Multimodal RGB-Thermal Object Detection

Equal-contribution author — architecture & experiments (Computer Vision & DL course → IEEE ICUAS 2026 paper, under review)

Detecting people from a drone at medium-high altitude is hard: targets are a handful of pixels and RGB collapses at dawn, dusk and night. This project fuses visible and thermal infrared imagery to stay robust across lighting conditions — built for UAV-assisted monitoring of recreational fishing along protected coastline.
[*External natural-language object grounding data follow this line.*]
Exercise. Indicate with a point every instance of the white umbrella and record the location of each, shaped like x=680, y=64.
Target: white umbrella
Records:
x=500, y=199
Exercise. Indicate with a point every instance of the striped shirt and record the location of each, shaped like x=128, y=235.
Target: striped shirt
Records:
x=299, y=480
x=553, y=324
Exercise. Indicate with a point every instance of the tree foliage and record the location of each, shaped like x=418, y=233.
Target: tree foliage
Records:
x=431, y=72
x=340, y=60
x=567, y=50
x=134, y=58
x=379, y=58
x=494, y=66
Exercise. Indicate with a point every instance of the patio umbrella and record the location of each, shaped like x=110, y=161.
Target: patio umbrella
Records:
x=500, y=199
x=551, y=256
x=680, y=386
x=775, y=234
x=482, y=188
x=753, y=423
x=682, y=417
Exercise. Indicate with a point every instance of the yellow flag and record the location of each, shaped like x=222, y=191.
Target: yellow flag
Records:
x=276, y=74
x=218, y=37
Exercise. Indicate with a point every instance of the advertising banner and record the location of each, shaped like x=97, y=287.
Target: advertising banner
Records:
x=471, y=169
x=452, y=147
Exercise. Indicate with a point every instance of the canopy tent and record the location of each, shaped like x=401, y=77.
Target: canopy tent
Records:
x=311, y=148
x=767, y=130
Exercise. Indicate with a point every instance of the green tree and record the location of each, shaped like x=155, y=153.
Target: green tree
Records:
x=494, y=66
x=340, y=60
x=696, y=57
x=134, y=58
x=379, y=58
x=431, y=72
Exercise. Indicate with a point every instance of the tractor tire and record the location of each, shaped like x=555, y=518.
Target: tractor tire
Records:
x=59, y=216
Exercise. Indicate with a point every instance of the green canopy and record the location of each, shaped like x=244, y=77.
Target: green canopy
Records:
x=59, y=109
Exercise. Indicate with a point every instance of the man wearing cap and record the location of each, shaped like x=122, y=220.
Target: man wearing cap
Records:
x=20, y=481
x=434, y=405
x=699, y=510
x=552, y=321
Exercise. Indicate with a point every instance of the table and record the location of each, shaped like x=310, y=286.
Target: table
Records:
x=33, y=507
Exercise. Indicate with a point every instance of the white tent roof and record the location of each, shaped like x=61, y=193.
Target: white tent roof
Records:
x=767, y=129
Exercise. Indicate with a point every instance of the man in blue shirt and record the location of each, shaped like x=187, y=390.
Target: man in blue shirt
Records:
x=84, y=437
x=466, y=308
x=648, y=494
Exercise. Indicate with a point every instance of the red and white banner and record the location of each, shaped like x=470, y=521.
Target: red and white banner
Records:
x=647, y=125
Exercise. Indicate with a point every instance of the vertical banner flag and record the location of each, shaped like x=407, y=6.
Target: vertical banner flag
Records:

The work grew from a Computer Vision & Deep Learning course project into a paper currently under review at IEEE ICUAS 2026 (equal-contribution author).

Mid-level RGB-TIR fusion on a dual-backbone architecture built on DEYOLO (Dual-Feature-Enhancement YOLO), keeping each modality’s cues distinct before fusing them.
Small-object refinements: added SPDConv (lossless, space-to-depth downsampling) and a redesigned SPANet neck that propagates the high-resolution P2 level to the heads — exactly the detail small targets need.
78% mAP50 on the curated VTUAV-det-tiny benchmark, beating RGB-only (35.5%) and thermal-only (73.8%) baselines; ablations confirm SPDConv and SPANet are complementary.
Evaluated qualitatively on a custom dual-sensor dataset captured with a DJI Matrice 30T; Class Activation Maps show tighter, better-centred activations on the enhanced model.
Training tracked for carbon footprint (CodeCarbon) on an NVIDIA RTX A6000.